Les roues de l’avion touchèrent le tarmac. L’avion rebondit encore une fois et les roues crissèrent sur l’asphalte. Cet arrêt violent de l’appareil resserra les ceintures de sécurité contre les tailles des voyageurs.

Mme Mower se réveilla en sursaut dans son siège étroit, les hanches douloureuses à l’endroit où les accoudoirs s’étaient enfoncés pendant tout le vol. Lorsque l’avion s’arrêta devant sa porte, Mme Mower avait parfaitement repris ses esprits. Elle retira la tête de son fils encore endormi de son épaule. Le garçon dormait encore profondément. Ses camarades de classe et lui avaient beaucoup chahuté au moment du décollage et même un peu après. Mais les heures de vol au-dessus de l’océan Atlantique avaient eu raison de leur excitation. Mme Mower redoutait leur réveil. Ils seraient plein d’énergie et de fougue.

Elle savait que les enfants seraient gonflés à bloc et qu’elle n’aurait pas la moindre minute de répit en tant que chaperon de 25 jeunes adolescents. Et elle n’en était qu’au tout début de ce voyage éclair à Paris avant le retour outre-Atlantique.

Elle vérifia sa montre connectée. 17h. Heure de Paris.
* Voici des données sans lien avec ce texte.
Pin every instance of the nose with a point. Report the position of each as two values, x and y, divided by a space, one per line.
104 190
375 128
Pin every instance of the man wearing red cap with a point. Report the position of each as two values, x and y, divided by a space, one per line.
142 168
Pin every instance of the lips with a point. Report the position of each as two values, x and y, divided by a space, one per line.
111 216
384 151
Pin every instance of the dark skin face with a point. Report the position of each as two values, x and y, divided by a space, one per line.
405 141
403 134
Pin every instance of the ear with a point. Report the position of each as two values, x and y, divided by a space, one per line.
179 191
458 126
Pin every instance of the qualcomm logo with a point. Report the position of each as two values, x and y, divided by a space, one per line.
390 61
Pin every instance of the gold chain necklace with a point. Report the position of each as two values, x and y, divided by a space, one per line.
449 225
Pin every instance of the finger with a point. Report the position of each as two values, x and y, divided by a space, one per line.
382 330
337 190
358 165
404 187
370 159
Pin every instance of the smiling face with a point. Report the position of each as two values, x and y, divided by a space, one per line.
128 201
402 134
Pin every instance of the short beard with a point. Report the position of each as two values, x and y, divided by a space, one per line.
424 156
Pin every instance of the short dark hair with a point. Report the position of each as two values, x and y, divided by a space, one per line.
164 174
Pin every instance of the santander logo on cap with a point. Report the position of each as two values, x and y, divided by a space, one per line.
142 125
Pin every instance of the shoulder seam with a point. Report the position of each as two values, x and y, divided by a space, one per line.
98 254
En se tournant pour s’étirer, elle jeta immédiatement un coup d’œil en direction d’Orlando. Il était déjà debout en train de récupérer ses bagages. C’était la première fois qu’elle le voyait et réciproquement, dans la vraie vie. Pendant des semaines, elle s’était plongée avec délice dans le souvenir de leur rendez-vous unique. Une pensée coquine traversa son esprit. Elle connaissait les hommes et savait qu’ils pouvaient se réveiller en étant…disons très en forme. Elle se demandait s’il avait bandé pendant son sommeil.
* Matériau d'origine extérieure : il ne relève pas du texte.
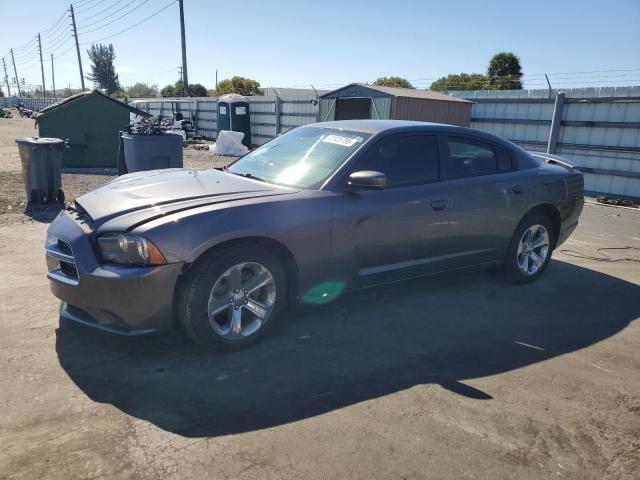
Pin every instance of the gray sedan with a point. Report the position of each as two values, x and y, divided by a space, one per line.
317 212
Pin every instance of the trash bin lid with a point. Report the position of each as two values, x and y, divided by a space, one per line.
39 141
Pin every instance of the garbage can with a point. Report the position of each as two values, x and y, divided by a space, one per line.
41 160
233 115
152 152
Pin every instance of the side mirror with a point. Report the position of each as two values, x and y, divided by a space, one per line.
368 179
Elle poursuivit son observation mais rien n’était pour le moment détectable. L’esprit de Mme Mower s’aventura un cran plus loin. Elle se demanda si elle avait le pouvoir d’agir sur son sexe à plusieurs rangées de siège d’intervalle. Elle se hissa plus que nécessaire dans le compartiment à bagages au-dessus de son siège. Elle espérait qu’il n’en perdrait pas une miette et que ses yeux suivraient les contours de son corps : ses épaules, sa lourde poitrine, sa taille et ses fesses qu’elle avait musclées. Dans cette position, elle pris soudain conscience de tous les regards masculins de l’avion qui pourraient se poser sur elle. Des hommes et des garçons de tous les âges. Elle se redressa. Elle ne portait qu’un legging de sport avec un string de couleur en dessous. Les élèves n’avaient pas besoin de voir tout cela.

Son sac n’avait pas rapetissé pendant le voyage. Elle avait du mal à le libérer du compartiment.

– Laissez-moi vous donner un coup de main, lui dit un homme.

Elle se tourna vers lui.

– Je suis Greg, enchanté. Le papa de Darren, lui dit-il en posant son sac par terre.

Il avait un joli cul.

– Enchantée. Je suis Mme…

– Mower, je sais. Ravi de vous rencontrer. J’ai entendu dire que vous étiez une excellente professeure. Vous vous y connaissez en algèbre je crois, lui dit-il en souriant.

– Une matière très importante.

Elle avait remarqué ses yeux moqueurs et s’était interrogée sur les véritables raisons de sa présence à Paris. Ce week-end allait être intense sur bien des fronts. Elle allait avoir besoin d’aide plus tôt que prévu.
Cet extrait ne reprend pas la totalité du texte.